Deve-se entender que essa disposição normativa tem eficácia apenas na relação entre a instituição financeira e o correspondente bancário, não produzindo efeitos em desfavor de quem faz uso dos serviços do correspondente bancário, pois o usuário não participa do contrato mencionado no aludido art. 14.

À falta de norma legal ou regulamentar que condicione a eficácia do pagamento à compensação bancária, o recolhimento do preparo era eficaz desde a data em que expedido o respectivo comprovante, cabendo à instituição financeira assumir perante o beneficiário do boleto a responsabilidade por eventual falta de apresentação do título à compensação, o que não é o caso dos autos.

Assim, apesar dessa diferença de um dia entre a emissão do comprovante e o efetivo pagamento e apesar da ressalva contida no comprovante, deve ser superado o óbice da deserção, considerando eficaz o pagamento no dia em que realizado perante o correspondente bancário, ainda que outro tenha sido o dia da compensação bancária.

 

Em suma:

Considera-se recolhido devidamente o preparo no dia em que realizado o pagamento perante o correspondente bancário, ainda que outro tenha sido o dia da compensação bancária. 

STJ. 4ª Turma. AgInt nos EDcl no AREsp 2.283.710-AP, Rel. Min. Antonio Carlos Ferreira, julgado em 13/5/2024 (Info 20 – Edição Extraordinária).

 

Cuidado: a conclusão acima exposta não se aplica no caso de agendamento para data futura

Imagine que João tivesse entrado no aplicativo do correspondente bancário no dia 26/09/2022 e, ao pagar o boleto, ele tivesse escolhido ou, em razão do adiantado da hora, somente tivesse aparecido a opção de agendamento do pagamento para o dia 27/09/2022. Neste caso, ele teria realmente perdido o prazo para o preparo, conforme reiterados julgados do STJ:

(...) 4. Nos termos da jurisprudência do STJ, é deserto o recurso especial na hipótese em que a parte recorrente, mesmo após intimada a regularizar o preparo, não o faz devidamente (art. 1.007, § 7º, do CPC).

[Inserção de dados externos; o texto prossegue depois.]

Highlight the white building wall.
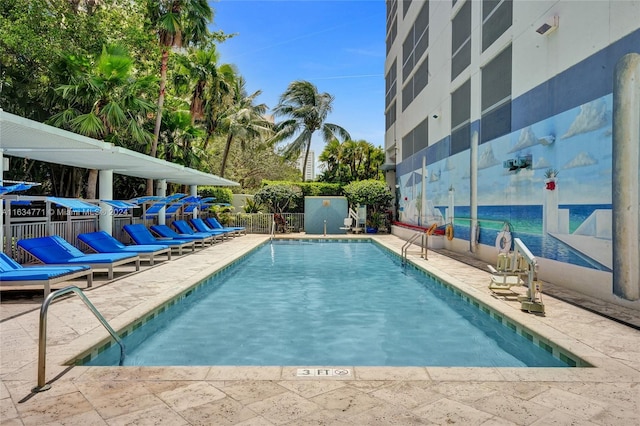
[385,0,640,303]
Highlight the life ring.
[444,224,453,241]
[496,231,511,253]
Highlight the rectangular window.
[480,46,512,143]
[386,17,398,54]
[402,79,413,111]
[451,80,471,155]
[413,56,429,95]
[451,0,471,81]
[412,118,429,153]
[402,132,413,160]
[384,101,396,130]
[385,59,398,107]
[482,0,513,52]
[402,0,411,18]
[387,0,398,32]
[451,80,471,129]
[402,1,429,82]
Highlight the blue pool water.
[87,241,567,367]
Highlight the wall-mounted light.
[502,155,532,172]
[536,15,560,35]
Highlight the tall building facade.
[385,0,640,306]
[296,150,316,181]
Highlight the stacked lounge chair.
[0,253,93,297]
[18,235,140,280]
[189,218,236,237]
[78,231,171,265]
[122,223,196,255]
[204,217,247,235]
[172,220,226,241]
[149,225,213,247]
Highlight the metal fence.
[221,213,304,234]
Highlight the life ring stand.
[496,230,511,253]
[444,224,453,241]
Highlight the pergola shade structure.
[0,109,239,186]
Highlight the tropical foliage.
[273,81,351,181]
[318,139,384,183]
[253,184,302,213]
[342,180,393,212]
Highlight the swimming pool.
[84,240,575,367]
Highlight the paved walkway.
[0,234,640,426]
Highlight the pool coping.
[2,235,640,383]
[75,236,593,370]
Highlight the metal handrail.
[32,285,125,392]
[271,218,276,242]
[400,232,429,266]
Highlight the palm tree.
[220,78,273,177]
[273,80,351,181]
[174,43,237,151]
[48,47,155,198]
[147,0,213,195]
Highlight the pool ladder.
[32,285,125,392]
[400,232,429,266]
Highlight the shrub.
[342,179,393,212]
[253,184,302,213]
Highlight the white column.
[156,179,167,225]
[189,185,198,219]
[611,53,640,300]
[98,170,113,235]
[419,156,429,226]
[0,148,4,251]
[542,178,560,234]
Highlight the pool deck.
[0,234,640,426]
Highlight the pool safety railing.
[32,285,125,392]
[400,232,429,266]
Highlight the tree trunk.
[302,138,313,182]
[87,169,98,200]
[147,47,169,195]
[220,133,233,177]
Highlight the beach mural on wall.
[399,95,612,271]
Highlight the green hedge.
[198,186,233,204]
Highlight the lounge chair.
[78,231,171,265]
[204,217,247,235]
[171,220,225,244]
[189,218,236,237]
[122,223,196,255]
[487,253,529,293]
[149,225,213,247]
[18,235,140,280]
[0,253,93,297]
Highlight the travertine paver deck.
[0,234,640,426]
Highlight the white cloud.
[478,146,500,170]
[533,157,551,170]
[509,126,539,153]
[562,99,607,139]
[562,151,598,169]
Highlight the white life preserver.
[496,231,511,253]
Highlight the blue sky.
[211,0,385,171]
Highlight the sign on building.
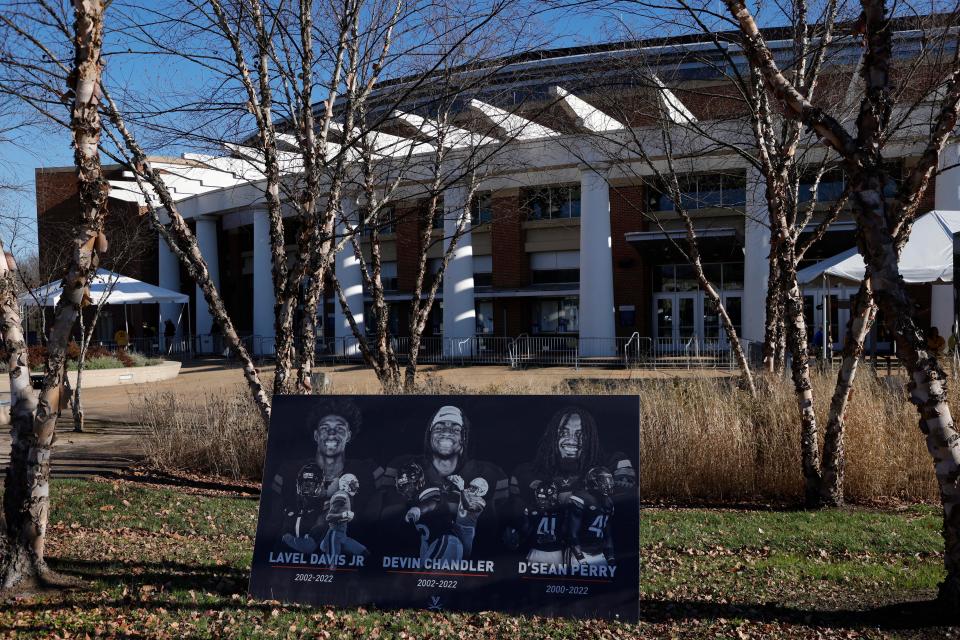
[250,395,640,621]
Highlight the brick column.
[490,190,530,289]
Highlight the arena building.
[37,17,960,358]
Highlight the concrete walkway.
[0,360,731,478]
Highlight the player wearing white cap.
[270,398,383,553]
[380,405,509,558]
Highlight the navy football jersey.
[567,490,613,553]
[523,506,566,551]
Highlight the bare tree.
[725,0,960,610]
[0,0,109,589]
[331,11,556,391]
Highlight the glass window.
[703,262,723,289]
[647,171,747,211]
[532,298,580,333]
[653,264,676,291]
[676,264,700,291]
[657,298,673,339]
[703,296,720,340]
[723,296,743,336]
[723,172,747,207]
[521,185,580,220]
[723,262,743,291]
[477,302,493,335]
[697,173,724,207]
[470,191,493,226]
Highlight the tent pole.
[187,300,193,360]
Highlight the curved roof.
[797,211,960,284]
[17,269,190,307]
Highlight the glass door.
[653,292,703,351]
[653,293,674,351]
[675,293,703,349]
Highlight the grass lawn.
[0,480,954,639]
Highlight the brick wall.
[35,168,158,284]
[394,206,420,291]
[612,186,650,336]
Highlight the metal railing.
[125,332,760,369]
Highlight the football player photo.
[566,467,616,566]
[271,398,383,556]
[250,394,641,621]
[381,405,509,559]
[505,481,567,565]
[510,405,637,508]
[320,473,370,566]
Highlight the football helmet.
[337,473,360,496]
[297,462,326,504]
[586,467,613,496]
[533,482,560,509]
[397,463,424,500]
[463,478,490,498]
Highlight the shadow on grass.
[640,600,958,631]
[109,469,260,500]
[24,560,957,631]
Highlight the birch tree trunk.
[820,278,877,507]
[3,0,109,589]
[724,0,960,612]
[104,91,270,427]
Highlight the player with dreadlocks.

5. A mera juntada do comprovante de agendamento de pagamento das custas não constitui meio apto à comprovação de que o preparo do recurso especial foi efetivamente recolhido.

6. A juntada posterior de comprovante de pagamento de custas não é capaz de superar a deserção em razão da preclusão consumativa. (...)

STJ. 3ª Turma. AgInt no AREsp 2.315.909/GO, Rel. Min. Humberto Martins, julgado em 29/4/2024.

 

(...) 2. O comprovante de agendamento bancário não é meio apto a comprovar o efetivo recolhimento do preparo. (...)

STJ. 4ª Turma. AgInt no AREsp 2.496.667/SP, Rel. Min. João Otávio de Noronha, julgado em 10/6/2024.